Plagued with Problems

As if the decoupling of the OS X and Windows versions was not bad enough, OS X ceased bundling the Java runtime with the operating system (which required WAIL to install the runtime), Heritrix required an older version of Java (it would break with the latest version), and just generally Java problems all around. These problems persist to this day but ultimately it was these requirements and configuration issues that WAIL was designed to solve or at least mitigate for the user.

The WAIL code that drives the UI is also quite the mess. Despite being researchers where code function should supercede its form, because WAIL is publicly available (both the binary and the source), it ought to reflect the quality in form to the extent of function.

Refactor or Is That Fiddly?

I have been maintaining and improving the code but eventually either another WS-DLite will be doing the same or the project will die. I believe there still to be merit in a locally hosted web archive, particularly for the digital humanities scholars that aren't familiar with system interaction via the command-line and manually rewriting configuration files.

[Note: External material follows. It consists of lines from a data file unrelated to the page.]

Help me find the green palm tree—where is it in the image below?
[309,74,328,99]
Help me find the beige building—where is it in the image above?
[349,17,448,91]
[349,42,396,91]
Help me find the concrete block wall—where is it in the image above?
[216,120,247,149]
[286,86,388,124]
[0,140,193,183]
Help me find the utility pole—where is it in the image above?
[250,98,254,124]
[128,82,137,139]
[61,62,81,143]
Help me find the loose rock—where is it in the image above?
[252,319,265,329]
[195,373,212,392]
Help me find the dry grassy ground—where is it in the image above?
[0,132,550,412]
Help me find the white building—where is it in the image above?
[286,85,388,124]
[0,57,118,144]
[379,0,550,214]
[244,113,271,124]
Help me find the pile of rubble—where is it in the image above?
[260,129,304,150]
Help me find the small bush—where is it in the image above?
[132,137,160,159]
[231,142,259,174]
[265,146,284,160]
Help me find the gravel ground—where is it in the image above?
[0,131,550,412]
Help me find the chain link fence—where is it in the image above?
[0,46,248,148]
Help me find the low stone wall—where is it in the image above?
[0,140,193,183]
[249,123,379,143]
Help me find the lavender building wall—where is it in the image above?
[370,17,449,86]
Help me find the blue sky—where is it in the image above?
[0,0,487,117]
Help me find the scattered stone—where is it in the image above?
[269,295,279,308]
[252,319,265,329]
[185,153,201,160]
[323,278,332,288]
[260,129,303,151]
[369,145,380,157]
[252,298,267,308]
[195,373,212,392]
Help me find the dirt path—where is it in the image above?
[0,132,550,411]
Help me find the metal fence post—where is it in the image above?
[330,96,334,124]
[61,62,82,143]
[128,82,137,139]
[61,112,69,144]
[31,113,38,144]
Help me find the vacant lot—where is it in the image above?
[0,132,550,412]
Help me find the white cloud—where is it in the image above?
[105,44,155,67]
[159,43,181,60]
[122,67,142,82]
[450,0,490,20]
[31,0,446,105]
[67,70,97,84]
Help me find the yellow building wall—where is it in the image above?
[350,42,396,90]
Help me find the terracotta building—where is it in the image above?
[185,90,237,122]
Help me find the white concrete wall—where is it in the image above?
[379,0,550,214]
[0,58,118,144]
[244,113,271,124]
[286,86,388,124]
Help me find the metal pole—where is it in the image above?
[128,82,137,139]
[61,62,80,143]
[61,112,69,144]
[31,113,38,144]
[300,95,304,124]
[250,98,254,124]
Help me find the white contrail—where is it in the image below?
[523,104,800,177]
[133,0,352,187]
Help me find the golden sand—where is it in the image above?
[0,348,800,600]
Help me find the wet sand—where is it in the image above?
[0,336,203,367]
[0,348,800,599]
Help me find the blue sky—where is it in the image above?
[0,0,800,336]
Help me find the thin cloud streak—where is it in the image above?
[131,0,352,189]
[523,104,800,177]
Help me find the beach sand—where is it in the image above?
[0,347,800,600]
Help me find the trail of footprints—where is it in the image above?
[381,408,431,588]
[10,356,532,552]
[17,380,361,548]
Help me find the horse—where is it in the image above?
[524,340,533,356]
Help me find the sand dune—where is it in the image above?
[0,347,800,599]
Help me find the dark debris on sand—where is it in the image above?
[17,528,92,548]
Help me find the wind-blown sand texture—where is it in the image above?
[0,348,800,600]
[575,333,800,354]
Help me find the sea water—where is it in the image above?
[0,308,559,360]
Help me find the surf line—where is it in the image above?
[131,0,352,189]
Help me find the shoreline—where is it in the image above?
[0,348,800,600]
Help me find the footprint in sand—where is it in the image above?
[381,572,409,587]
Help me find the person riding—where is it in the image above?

We are looking into other routes to make the code more intuitive to maintain but still functionally equivalent to if not greater than the Python-based native app in its current state. We have bundled the newly developed Go-based MemGator Memento aggregator (blog post to come) with WAIL as a cross-platform native executable. We also hope to include other tools that personal web archivists would find useful with the requirement being that it must run natively and include no further non-bundled dependencies. Two tools on our radar are Ilya Kreymer's pywb, part of the replay component that's driving Webrecorder, and the heavily coupled (with pywb) InterPlanetary Wayback (ipwb) system we developed at the Archives Unleashed Hackathon in March.

The question still remains whether to rework the current code or to overhaul the UI in a way that is more extensible and maintainable. The Electron packaging library, as used by the native Slack application, Atom editor, and many other software projects, looks to be the route to take to achieve these goals. Additionally, interfaces written for Electron can be compiled to native applications, a feature that will allow the ethos of WAIL to be retained.

However, rewriting the UI does not a more useful application make and doing so boils down to putting lipstick on a pig. External dependencies should be the primary problem to tackle. From that, including additional functionality and tools to make the application more useful (the "ham" if this simile can be stretched any further) ought to be given priority.